The table was part of our collective Arndt identity. Maybe that sounds weird, or like duh..ok, but I am told that the conversations that Mom had with us–her kids, our revolving door of friends–was something of a rarity. As a couple of my dearest and oldest friends stated earlier this weekend, “When we were growing up, your Mom talked to us. Maybe that’s why you miss her so… Your Mom was the exception, not the rule.”

And in that moment of conversation– I had clarity. Weeks earlier, my boss, Andy encouraged me to call on this house in Milan. We had been driving from meeting to meeting and happened upon it. Divine intervention. A block away from school, with a yard and a porch–it was perfect. I already had the little free library mapped out in my mind for the neighborhood kids.

I called. I saw it. I made an offer. I waited. And I cried something terrible. Off and on–all day I cried, weird but true.

This weekend, I was recounting the story about the house in Milan, my uncontrollable sobbing to Jen and Shannon and suddenly realized the reason for my tears. The house, with its huge kitchen table, reminded me of the home Mom created for us. And not the physical place that is 1202 S. Patton, but the feeling she sprinkled into every interaction.

I was still grieving the loss of the feeling Mom culivated around the kitchen table. With the house on General Taylor, I guess I wept knowing I’d never have the chance to show her–I too would work to create a home, a feeling, a space similar to what she’d done when we were kids.
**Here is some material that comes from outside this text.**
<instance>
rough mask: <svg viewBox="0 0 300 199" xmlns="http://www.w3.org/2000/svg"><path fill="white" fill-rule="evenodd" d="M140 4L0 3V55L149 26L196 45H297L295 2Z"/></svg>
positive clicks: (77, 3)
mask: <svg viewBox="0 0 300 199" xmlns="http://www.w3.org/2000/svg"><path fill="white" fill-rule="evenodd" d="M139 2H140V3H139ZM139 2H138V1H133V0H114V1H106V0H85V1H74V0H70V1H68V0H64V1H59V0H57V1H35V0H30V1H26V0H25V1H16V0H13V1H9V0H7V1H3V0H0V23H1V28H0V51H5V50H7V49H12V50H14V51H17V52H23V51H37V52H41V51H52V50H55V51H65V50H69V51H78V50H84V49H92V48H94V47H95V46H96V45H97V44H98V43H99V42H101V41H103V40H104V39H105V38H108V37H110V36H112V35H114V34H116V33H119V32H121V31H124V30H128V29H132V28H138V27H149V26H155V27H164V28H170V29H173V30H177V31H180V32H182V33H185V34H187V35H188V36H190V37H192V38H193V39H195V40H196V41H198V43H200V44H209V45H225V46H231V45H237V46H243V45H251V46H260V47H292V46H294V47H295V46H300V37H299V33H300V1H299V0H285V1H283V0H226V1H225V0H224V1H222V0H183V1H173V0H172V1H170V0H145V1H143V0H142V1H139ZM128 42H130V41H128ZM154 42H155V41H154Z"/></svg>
Over brunch, Jen and Shannon helped me see that I was still grieving the loss of who Mom once was. I am grateful for such clarity.

Mom talked, but she did something else even better–she listened. She really listened to what each one of us had to say. She’d lean in, look you straight in the face. And just listen. She’d offer words of encouragement, she’d tell some stories, but if she didn’t have the answer, she also didn’t bullshit you. And we did all this talking and she did all this listening around our kitchen table.

I hope I can create half the atmosphere you worked to provide as I lay down roots in New Orleans.  I miss you so much, Mom.